Federated thus negates the overriding of res judicata a doctrine of strong public interest by the other "public policy" embodied in the estoppel resulting from private conduct.[6]


This action is dismissed as to defendant Woodstock, Inc. because it is barred by res judicata. On or before September 18, 1981 Smiths' counsel are directed to apprise the Court (with a courtesy copy to Woodstock's counsel) whether they intend this action to proceed against defendant Boe and, if so, what steps they have taken in that regard.


[*] After this opinion was already written this Court received the just-decided opinion of our Court of Appeals in Harper Plastics, Inc. v. Amoco Chemicals Corp., 657 F.2d 939 (7th Cir. 1981). This opinion has been adapted to reflect Harper Plastics, though a redrafting from scratch might have shortened portions of the discussion.

[1] Co-defendant Boe, who has not been served with process, is an Arizona resident who was a Woodstock account executive in its Phoenix office. According to the Complaint Boe acted as Woodstock's agent in the respects in which Woodstock allegedly injured Smiths.

[2] All parties are identical in the two actions except for the presence of Becker as an additional defendant in California. Becker, like Woodstock, is an Illinois resident and therefore would not destroy diversity in the suit by Smiths, California residents. As critical as this fact is for analytical purposes, Woodstock's memoranda place their principal focus elsewhere, while Smiths' memorandum totally ignores the problem it poses for them a fatal one.

[3] In 1977 Woodstock filed a declaratory judgment action against Smiths in the Circuit Court of Cook County, Illinois, essentially presenting the obverse side of the coin represented by Smiths' lawsuits in California and in this Court. Because that state court action is still pending it has no effect on the motion now under consideration here (there is no provision in the Rules corresponding to Illinois' Civil Practice Act § 48(1) (g), which mandates dismissal if "there is another action pending between the same parties for the same cause").

[4] It is not for this Court to rule on the propriety of granting or denying such leave to amend in California.
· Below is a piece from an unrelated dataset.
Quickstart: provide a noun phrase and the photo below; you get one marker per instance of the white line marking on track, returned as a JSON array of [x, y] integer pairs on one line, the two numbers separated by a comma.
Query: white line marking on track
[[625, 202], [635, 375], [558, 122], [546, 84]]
That issue is about to be presented to the Court of Appeals there.

[5] Because there is complete diversity between Smiths and the defendants in the California action, this Court need not deal with the conceptually more difficult question whether solely pendent claims are claims that "could have been raised" for res judicata purposes where the supporting federal causes of action have assertedly been disposed of for failure to state a claim. Compare Harper Plastics, at 945-946, with Daniels v. All Steel Equipment, Inc., 590 F.2d 111, 114 (5th Cir. 1979). In the present situation Smiths' alleged common law claims stand in no different position from Smiths' alleged commodities claims. Each "could have been raised" in the California action. Each is therefore barred by res judicata. Smiths' failure to assert the common law claims in a form the California court would have recognized it had jurisdiction over, and would therefore consider on the merits, is no different from Smiths' failure to raise the claim at all in the first action. Either such failure would be fatal under res judicata principles.

[6] Smiths raise another "public policy" argument for the non-dismissal of the Commodity Exchange Act claims, on the theory that this Court would have to consider the common law counts anyway (this is essentially the "might as well be hung for a sheep as for a lamb" theory of jurisprudence). Principles quoted in the text from Federated reject the notion of such vague "public policy" exceptions to res judicata. Dismissal of the Commodity Exchange Act claims, which could and should have been asserted in the California action, comports with the important public policy that res judicata itself serves. In any case, collapse of the common law counts on res judicata grounds carries with it the collapse of Smiths' theory.